Current hardware is a Dell Poweredge 1850, dual Xeon 3.2ghz, 4gb ECC. Full install to hdd mirror provided by the built-in PERC controller.
Things to note: PowerD is enabled. SSH is currently enabled with LAN access only. Static Route Filtering is enabled. IPv6 is blocked. No traffic shaping or limiters. Everything else is default out of box config iirc.
That seems familiar but I can't recall the specific cause…
em0: discard frame w/o packet header
db:0:kdb.enter.default> bt Tracing pid 0 tid 100035 td 0xfffff80003b5a4b0 pmap_kextract() at pmap_kextract+0x3c/frame 0xfffffe0120580920 bounce_bus_dmamap_load_buffer() at bounce_bus_dmamap_load_buffer+0x1bb/frame 0xfffffe0120580990 bus_dmamap_load_mbuf_sg() at bus_dmamap_load_mbuf_sg+0x72/frame 0xfffffe01205809f0 lem_get_buf() at lem_get_buf+0x92/frame 0xfffffe0120580a50 lem_rxeof() at lem_rxeof+0x1cf/frame 0xfffffe0120580af0 lem_handle_rxtx() at lem_handle_rxtx+0x33/frame 0xfffffe0120580b30 taskqueue_run_locked() at taskqueue_run_locked+0xe5/frame 0xfffffe0120580b80 taskqueue_thread_loop() at taskqueue_thread_loop+0xa8/frame 0xfffffe0120580bb0 fork_exit() at fork_exit+0x9a/frame 0xfffffe0120580bf0 fork_trampoline() at fork_trampoline+0xe/frame 0xfffffe0120580bf0 --- trap 0, rip = 0, rsp = 0, rbp = 0 ---
Seems to be close to https://redmine.pfsense.org/issues/6330 which ended up being a hardware issue IIRC. In this case since the hardware is virtual, I'd go back to leaning toward an ESX version issue.
Also similar to https://bugs.freebsd.org/bugzilla/show_bug.cgi?id=213257 but that's still an open issue in the e1000 driver, not clear why you might be hitting that one then, if it is.
You could try switching to vmxnet NICs, but I'd focus more on getting up to ESX 6.x if that's feasible.
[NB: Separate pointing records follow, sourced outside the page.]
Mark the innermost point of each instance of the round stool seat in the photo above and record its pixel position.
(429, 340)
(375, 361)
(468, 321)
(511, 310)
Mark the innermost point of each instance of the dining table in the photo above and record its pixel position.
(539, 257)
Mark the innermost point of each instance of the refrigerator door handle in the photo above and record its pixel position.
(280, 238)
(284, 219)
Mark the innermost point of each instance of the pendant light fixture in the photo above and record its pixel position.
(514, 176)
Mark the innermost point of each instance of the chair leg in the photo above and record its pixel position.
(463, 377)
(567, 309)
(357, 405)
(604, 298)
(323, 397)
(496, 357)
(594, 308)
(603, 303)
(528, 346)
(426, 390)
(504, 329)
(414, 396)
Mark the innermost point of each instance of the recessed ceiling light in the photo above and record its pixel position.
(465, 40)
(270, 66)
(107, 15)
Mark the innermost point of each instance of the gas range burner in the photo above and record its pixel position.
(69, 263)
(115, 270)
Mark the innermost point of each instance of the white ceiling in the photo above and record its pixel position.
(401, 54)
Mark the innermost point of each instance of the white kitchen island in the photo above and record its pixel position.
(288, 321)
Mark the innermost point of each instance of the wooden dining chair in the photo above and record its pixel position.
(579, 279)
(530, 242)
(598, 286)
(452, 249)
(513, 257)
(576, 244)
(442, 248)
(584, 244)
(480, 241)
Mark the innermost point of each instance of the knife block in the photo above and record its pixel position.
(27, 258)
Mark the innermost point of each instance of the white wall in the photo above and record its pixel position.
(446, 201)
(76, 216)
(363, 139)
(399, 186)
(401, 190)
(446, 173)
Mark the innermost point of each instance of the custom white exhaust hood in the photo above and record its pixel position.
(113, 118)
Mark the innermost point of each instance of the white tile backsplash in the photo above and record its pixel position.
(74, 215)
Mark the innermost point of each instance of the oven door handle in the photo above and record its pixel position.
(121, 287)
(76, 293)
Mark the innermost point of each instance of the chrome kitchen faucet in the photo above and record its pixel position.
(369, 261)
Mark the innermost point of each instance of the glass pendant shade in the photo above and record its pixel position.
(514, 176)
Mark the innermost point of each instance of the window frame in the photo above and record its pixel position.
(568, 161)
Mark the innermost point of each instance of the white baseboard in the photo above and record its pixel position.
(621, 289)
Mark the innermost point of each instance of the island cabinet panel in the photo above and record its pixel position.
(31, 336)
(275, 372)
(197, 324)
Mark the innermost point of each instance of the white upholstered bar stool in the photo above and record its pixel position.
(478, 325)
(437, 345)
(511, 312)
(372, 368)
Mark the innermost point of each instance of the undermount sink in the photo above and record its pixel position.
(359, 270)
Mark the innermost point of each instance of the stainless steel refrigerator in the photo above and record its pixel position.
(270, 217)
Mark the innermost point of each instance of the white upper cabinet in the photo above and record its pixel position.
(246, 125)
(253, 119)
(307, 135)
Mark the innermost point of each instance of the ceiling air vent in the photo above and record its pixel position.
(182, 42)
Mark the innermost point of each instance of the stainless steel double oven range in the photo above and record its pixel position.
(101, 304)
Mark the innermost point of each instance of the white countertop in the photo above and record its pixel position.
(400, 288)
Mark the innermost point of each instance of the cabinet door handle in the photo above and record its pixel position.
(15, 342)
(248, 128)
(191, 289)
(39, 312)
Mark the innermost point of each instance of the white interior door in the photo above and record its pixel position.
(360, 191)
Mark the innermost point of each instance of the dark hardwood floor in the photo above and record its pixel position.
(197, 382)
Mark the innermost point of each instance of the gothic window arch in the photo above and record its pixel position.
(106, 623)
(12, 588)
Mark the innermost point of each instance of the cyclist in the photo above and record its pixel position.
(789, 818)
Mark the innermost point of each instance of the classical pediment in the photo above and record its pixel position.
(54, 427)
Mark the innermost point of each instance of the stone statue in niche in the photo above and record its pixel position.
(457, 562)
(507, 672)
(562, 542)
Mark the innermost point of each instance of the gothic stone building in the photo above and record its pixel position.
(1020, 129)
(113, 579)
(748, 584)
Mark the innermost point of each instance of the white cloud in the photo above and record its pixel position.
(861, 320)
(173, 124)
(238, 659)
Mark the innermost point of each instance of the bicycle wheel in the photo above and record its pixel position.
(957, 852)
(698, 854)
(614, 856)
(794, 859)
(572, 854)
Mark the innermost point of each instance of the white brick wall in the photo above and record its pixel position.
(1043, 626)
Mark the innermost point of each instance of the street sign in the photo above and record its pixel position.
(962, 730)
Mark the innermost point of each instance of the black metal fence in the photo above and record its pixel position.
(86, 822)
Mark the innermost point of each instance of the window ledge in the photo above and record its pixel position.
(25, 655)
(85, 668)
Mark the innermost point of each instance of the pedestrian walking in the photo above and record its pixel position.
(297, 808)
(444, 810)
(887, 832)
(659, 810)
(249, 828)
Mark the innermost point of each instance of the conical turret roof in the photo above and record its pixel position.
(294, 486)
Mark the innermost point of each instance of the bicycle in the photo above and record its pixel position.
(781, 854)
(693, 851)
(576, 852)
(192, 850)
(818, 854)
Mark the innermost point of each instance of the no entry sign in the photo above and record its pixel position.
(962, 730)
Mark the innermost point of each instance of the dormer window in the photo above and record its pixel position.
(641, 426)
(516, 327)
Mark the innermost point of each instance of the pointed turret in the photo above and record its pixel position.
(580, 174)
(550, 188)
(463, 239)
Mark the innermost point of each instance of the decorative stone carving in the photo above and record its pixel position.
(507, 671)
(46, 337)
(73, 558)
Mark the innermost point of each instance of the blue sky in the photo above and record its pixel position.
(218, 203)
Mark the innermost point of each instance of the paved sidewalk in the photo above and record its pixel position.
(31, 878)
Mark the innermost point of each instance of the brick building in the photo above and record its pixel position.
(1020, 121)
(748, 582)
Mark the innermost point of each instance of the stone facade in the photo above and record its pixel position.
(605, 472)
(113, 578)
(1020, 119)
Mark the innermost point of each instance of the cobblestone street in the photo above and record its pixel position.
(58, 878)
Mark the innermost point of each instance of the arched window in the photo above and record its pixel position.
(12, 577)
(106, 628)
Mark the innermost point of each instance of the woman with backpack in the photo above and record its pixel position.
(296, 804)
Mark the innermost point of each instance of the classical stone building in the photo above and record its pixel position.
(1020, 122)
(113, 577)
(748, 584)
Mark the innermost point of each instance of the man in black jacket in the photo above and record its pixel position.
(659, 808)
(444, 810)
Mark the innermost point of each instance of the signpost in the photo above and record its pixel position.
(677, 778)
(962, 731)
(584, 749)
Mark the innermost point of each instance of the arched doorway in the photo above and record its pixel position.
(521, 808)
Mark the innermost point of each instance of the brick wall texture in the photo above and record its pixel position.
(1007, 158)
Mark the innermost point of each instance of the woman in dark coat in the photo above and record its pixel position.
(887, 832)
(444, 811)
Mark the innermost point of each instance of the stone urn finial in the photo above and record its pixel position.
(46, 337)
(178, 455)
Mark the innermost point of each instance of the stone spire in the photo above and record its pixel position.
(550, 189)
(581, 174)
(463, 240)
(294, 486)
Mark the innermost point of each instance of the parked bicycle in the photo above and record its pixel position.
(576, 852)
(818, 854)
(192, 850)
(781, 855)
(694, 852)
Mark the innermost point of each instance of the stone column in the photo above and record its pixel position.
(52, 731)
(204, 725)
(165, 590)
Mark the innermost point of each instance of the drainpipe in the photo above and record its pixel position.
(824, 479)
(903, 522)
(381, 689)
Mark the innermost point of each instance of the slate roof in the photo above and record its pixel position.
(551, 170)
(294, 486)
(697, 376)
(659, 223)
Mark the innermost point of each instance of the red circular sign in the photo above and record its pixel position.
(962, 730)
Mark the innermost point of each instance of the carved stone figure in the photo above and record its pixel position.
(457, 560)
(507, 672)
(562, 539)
At least see if you can reproduce it on ESX 6.x in lab conditions.
Oh very interesting. So the issue may have followed me to physical hardware as I believe the NICs in my PE 1850 are also using the same driver for the intel Pro 1000 adapters.
We are readying an APU2 to try instead of the PE 1850, but your suggestion of switching to the VMXNet adapter may be a quicker determination of NIC issues.
Thank you Jimp! This by far makes more sense of the issue than anything else I've done on my own.
Just going to follow up on this and bring some closure to this thread. I continued to have crashes with the APU2 unit as well. I tried a fresh install and reconfiguration by hand instead of restoring the config, which still resulted in many crashes per day. We resorted to OPNsense and reconfigured by hand, things are stable since deploying it on the APU2 this past Sunday. I did submit a few more crash reports in hopes that there would be some key info there to help the guys behind pfSense, if it is indeed some kind of bug. Will revisit this issue when I can afford some more downtime, or when 2.4 is released.
Thanks for all of the input and help, sorry we couldn't get it figured out. Some kind of bizarre quirk specific to my configuration/environment I'm sure.